Les relations entre le Rwanda et la République démocratique du Congo traversent une période de fortes turbulences. Kinshasa accuse Kigali de soutenir le mouvement rebelle M23, actif dans l’est congolais depuis novembre 2021. Des rapports de l’ONU pointent du doigt un appui militaire et logistique rwandais aux insurgés, accusations fermement démenties par les autorités de Kigali. La prise récente de Goma par le M23 a provoqué le déplacement de millions de civils et exacerbé les tensions diplomatiques entre les deux pays voisins. Face à cette crise, la communauté internationale brandit la menace de sanctions contre le Rwanda.
Paul Kagame dénonce le deux poids deux mesures de la communauté internationale
Lors de l’ouverture du Dialogue national Umushyikirano ce jeudi 5 février 2026 au Kigali Convention Center, le président rwandais Paul Kagame n’a pas mâché ses mots. Dans une allocution remarquée, il a vertement critiqué l’attitude de la communauté internationale qu’il accuse de favoriser le président congolais Félix Tshisekedi. Comme l’a rapporté RFI, le dirigeant rwandais estime que son homologue congolais bénéficie d’une impunité totale malgré ses provocations.

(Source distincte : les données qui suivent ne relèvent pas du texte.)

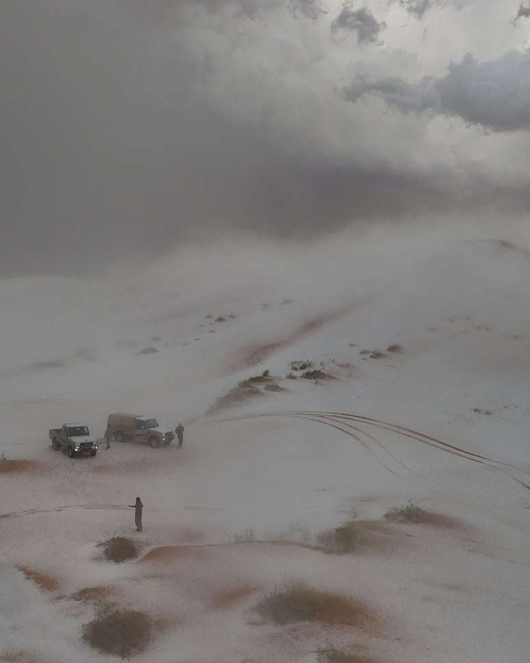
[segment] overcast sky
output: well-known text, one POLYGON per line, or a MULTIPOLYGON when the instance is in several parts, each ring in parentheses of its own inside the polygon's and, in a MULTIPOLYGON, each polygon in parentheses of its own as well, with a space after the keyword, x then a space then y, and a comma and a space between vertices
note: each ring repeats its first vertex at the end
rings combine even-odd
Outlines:
POLYGON ((526 0, 2 0, 0 275, 509 223, 530 210, 529 36, 526 0))

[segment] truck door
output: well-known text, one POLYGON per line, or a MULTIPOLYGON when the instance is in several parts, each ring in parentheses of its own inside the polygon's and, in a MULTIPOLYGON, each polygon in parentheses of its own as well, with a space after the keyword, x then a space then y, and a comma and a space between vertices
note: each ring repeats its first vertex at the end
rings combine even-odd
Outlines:
POLYGON ((146 438, 145 422, 141 419, 134 420, 134 439, 144 442, 146 438))

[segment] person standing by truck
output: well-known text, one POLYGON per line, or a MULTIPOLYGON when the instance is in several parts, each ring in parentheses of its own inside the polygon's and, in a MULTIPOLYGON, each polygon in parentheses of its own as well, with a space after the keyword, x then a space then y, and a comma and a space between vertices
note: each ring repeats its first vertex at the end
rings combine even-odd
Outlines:
POLYGON ((137 497, 136 503, 129 504, 128 506, 134 509, 134 523, 136 525, 136 531, 142 531, 142 511, 144 508, 142 500, 140 497, 137 497))
POLYGON ((107 429, 105 431, 105 441, 107 442, 105 449, 110 449, 110 438, 112 437, 112 429, 110 424, 107 425, 107 429))
POLYGON ((180 447, 182 446, 182 442, 184 442, 184 427, 182 425, 181 423, 179 423, 178 426, 175 429, 175 432, 177 434, 177 438, 178 438, 178 440, 179 440, 178 448, 180 449, 180 447))

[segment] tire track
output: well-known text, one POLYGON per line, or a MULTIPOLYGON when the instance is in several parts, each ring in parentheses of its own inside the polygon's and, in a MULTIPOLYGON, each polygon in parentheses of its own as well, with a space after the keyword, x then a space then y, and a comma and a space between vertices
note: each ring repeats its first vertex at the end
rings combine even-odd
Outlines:
MULTIPOLYGON (((331 427, 336 427, 338 430, 340 430, 342 432, 346 434, 349 434, 357 441, 363 444, 362 442, 359 439, 357 436, 354 436, 353 434, 350 434, 348 431, 344 430, 344 429, 340 428, 339 426, 336 426, 331 423, 331 421, 336 421, 338 424, 342 424, 343 426, 348 426, 349 422, 355 421, 358 423, 364 425, 365 426, 370 426, 374 428, 377 428, 381 430, 388 431, 392 433, 394 433, 397 435, 400 435, 403 437, 407 438, 410 440, 414 440, 416 442, 419 442, 421 444, 425 445, 429 447, 431 447, 433 449, 437 449, 438 451, 443 451, 446 453, 451 453, 453 455, 457 456, 459 458, 463 458, 466 460, 470 460, 472 462, 478 463, 481 465, 483 465, 487 467, 490 467, 492 469, 499 470, 505 476, 515 481, 517 484, 522 486, 523 488, 528 490, 530 490, 530 484, 526 483, 517 477, 514 476, 511 473, 508 472, 504 468, 509 468, 512 470, 516 470, 517 472, 521 472, 523 475, 526 476, 530 476, 528 473, 524 470, 521 470, 520 468, 514 465, 511 463, 505 462, 501 460, 496 460, 494 458, 490 458, 489 457, 484 455, 483 454, 477 453, 475 451, 469 451, 465 449, 462 449, 460 447, 457 447, 455 445, 449 444, 449 442, 444 442, 442 440, 440 440, 437 438, 434 438, 432 436, 427 435, 426 434, 422 433, 420 431, 415 430, 413 428, 408 428, 405 426, 401 426, 399 424, 395 424, 392 422, 385 421, 382 419, 376 419, 373 417, 365 416, 362 414, 356 414, 352 412, 323 412, 323 411, 312 411, 312 410, 300 410, 300 411, 291 411, 291 412, 260 412, 253 414, 245 414, 242 416, 238 417, 226 417, 220 419, 215 419, 211 421, 204 422, 205 423, 222 423, 223 422, 229 421, 242 421, 244 419, 249 418, 257 418, 259 417, 264 416, 295 416, 299 418, 309 418, 310 421, 314 421, 321 423, 325 423, 331 427)), ((361 434, 368 436, 369 434, 367 434, 362 429, 358 428, 358 427, 352 426, 354 429, 357 429, 357 431, 361 434)), ((396 462, 405 466, 404 464, 401 463, 399 459, 396 458, 395 456, 392 454, 388 449, 386 449, 376 438, 373 436, 370 436, 370 439, 377 442, 379 446, 384 449, 389 455, 391 455, 396 462)), ((364 446, 363 445, 363 446, 364 446)), ((366 447, 365 446, 365 449, 366 447)), ((373 454, 373 451, 370 451, 370 453, 373 454)), ((376 456, 376 458, 377 458, 376 456)), ((392 472, 392 474, 396 475, 393 470, 390 469, 386 464, 384 464, 379 458, 377 458, 378 462, 383 465, 389 471, 392 472)), ((411 468, 407 468, 410 471, 418 474, 414 470, 411 468)), ((421 475, 418 475, 421 476, 421 475)), ((425 477, 423 477, 425 478, 425 477)))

Selon Kagame, Tshisekedi multiplie les insultes et les menaces sans jamais être rappelé à l’ordre par les acteurs internationaux. Au contraire, ceux-ci se tournent systématiquement vers Kigali pour réclamer des concessions. Cette approche, déplore le président rwandais, encourage la partie congolaise à persister dans une posture conflictuelle plutôt qu’à rechercher des solutions diplomatiques.
Le chef de l’État rwandais rejette catégoriquement l’accusation selon laquelle son pays chercherait à s’accaparer les minerais congolais. Il dénonce également la présence sur le sol congolais d’anciens responsables du génocide rwandais de 1994, sujet particulièrement sensible pour Kigali.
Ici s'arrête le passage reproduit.